Desync on Apple Silicon (ARM64): deferred stack tracer can't parse ARM64 method prologues → corrupted RNG stream → "Wrong random state" #944

@samstreet

Description

@samstreet

Summary

On Apple Silicon Macs running the native ARM64 build of RimWorld 1.6, the Multiplayer mod's deferred stack tracing subsystem (DeferredStackTracingImpl / DeferredStackTracing.Postfix) fails to parse the native machine code of patched methods, because the parser is written for x86-64 instruction layout. The Rand postfix then throws on essentially every RNG call. The original Rand value is still produced (RNG advances), but the throwing postfix aborts the consuming logic, so the ARM64 client performs a different number of subsequent RNG draws than an x86-64 host.

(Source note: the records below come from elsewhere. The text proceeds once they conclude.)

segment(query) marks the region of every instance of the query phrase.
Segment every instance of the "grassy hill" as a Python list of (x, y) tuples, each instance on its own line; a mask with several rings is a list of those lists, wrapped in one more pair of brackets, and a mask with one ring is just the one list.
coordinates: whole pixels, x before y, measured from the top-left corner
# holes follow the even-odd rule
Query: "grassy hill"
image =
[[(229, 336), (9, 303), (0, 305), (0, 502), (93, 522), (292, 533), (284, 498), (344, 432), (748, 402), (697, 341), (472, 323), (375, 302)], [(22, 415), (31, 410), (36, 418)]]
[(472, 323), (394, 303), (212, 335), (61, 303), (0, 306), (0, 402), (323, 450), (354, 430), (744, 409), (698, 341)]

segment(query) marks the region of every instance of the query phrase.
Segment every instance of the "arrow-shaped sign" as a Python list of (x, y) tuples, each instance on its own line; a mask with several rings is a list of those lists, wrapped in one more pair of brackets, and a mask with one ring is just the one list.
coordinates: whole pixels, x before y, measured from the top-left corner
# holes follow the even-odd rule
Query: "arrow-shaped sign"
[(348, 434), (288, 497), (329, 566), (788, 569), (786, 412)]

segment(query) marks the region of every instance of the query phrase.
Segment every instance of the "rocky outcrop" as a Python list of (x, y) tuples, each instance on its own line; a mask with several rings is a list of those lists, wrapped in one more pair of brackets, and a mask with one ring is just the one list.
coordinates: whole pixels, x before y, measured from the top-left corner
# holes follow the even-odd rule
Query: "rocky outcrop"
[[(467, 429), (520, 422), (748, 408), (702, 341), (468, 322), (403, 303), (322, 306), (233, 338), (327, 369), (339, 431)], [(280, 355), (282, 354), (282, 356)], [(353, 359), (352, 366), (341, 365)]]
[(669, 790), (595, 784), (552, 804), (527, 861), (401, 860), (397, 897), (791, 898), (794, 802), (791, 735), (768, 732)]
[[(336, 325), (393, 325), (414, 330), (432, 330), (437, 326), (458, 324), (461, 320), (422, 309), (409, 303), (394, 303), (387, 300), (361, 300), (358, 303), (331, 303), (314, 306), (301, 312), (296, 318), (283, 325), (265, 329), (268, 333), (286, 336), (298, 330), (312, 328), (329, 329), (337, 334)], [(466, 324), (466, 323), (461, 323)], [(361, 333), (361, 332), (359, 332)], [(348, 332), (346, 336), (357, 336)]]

The result is a guaranteed Wrong random state desync within a few thousand ticks.

This is a desync-detector failure that itself corrupts the RNG stream, not a content-level desync. The x86-64 host is unaffected.

Environment

  • Affected client: Apple Silicon Mac (M3 Pro), macOS, running RimWorld's native ARM64 binary
  • Host: Windows (x86-64) — unaffected
  • RimWorld: 1.6.4633 rev1269
  • Multiplayer: 0.11.5+4a3be27
  • Topology: LAN, Windows host + Mac client

Key log evidence

Multiplayer version 0.11.5+4a3be27
Arch: Arm64/OS: Arm64

The tracer reports it cannot find the expected prologue and falls back:

MpServerLog Error: Unexpected GetRpb asm structure. Couldn't find a magic bytes match. Using fallback offset (-8). Asm dump for the method:
0000: FD 7B BD A9 FD 03 00 91 BF 0B 00 F9 E0 BD 99 D2
0010: 60 35 B1 F2 E0 AC C8 F2 60 24 E0 F2 A0 0B 00 F9
0020: A0 43 00 91 A0 13 00 F9 00 08 81 D2 A0 7E A7 F2
0030: 60 00 C0 F2 10 B4 80 39 50 00 00 B5 0C 00 00 94
0040: A0 13 40 F9 01 BB 85 D2 61 44 A5 F2 61 00 C0 F2
0050: 21 00 80 39 21 7C 40 93 00 00 01 CB 00 00 40 F9
0060: BF 03 00 91 FD 7B C3 A8 C0 03 5F D6

That dump is an ARM64 (AArch64) function, not x86-64. FD 7B BD A9 is stp x29, x30, [sp, #-0x30]! (the standard AArch64 frame setup), and the final C0 03 5F D6 is ret. The x86-64 parser is looking for an x86 prologue (e.g. 55 48 89 E5), never finds its magic bytes, takes the fallback offset, then throws when it tries to walk the "stack" it computed from misinterpreted bytes.

The throw surfaces as:

System.Exception: Deferred stack tracing: Unknown function header 2847767549
  at Multiplayer.Client.Desyncs.DeferredStackTracing.Postfix () in Multiplayer/Desyncs/DeferredStackTracing.cs:42
  at Multiplayer.Client.Desyncs.DeferredStackTracingImpl.GetStackUsage (System.Int64 addr) in MultiplayerCommon/DeferredStackTracingImpl.cs:243
  at Multiplayer.Client.Desyncs.DeferredStackTracingImpl.UpdateNewElement (...) in MultiplayerCommon/DeferredStackTracingImpl.cs:197
  at Multiplayer.Client.Desyncs.DeferredStackTracingImpl.TraceImpl (...) in MultiplayerCommon/DeferredStackTracingImpl.cs:132
  at Multiplayer.Client.Desyncs.DeferredStackTracing.Postfix () in Multiplayer/Desyncs/DeferredStackTracing.cs:37
  at Verse.Rand.get_Int ()
    - POSTFIX multiplayer: Void Multiplayer.Client.Desyncs.DeferredStackTracing:Postfix()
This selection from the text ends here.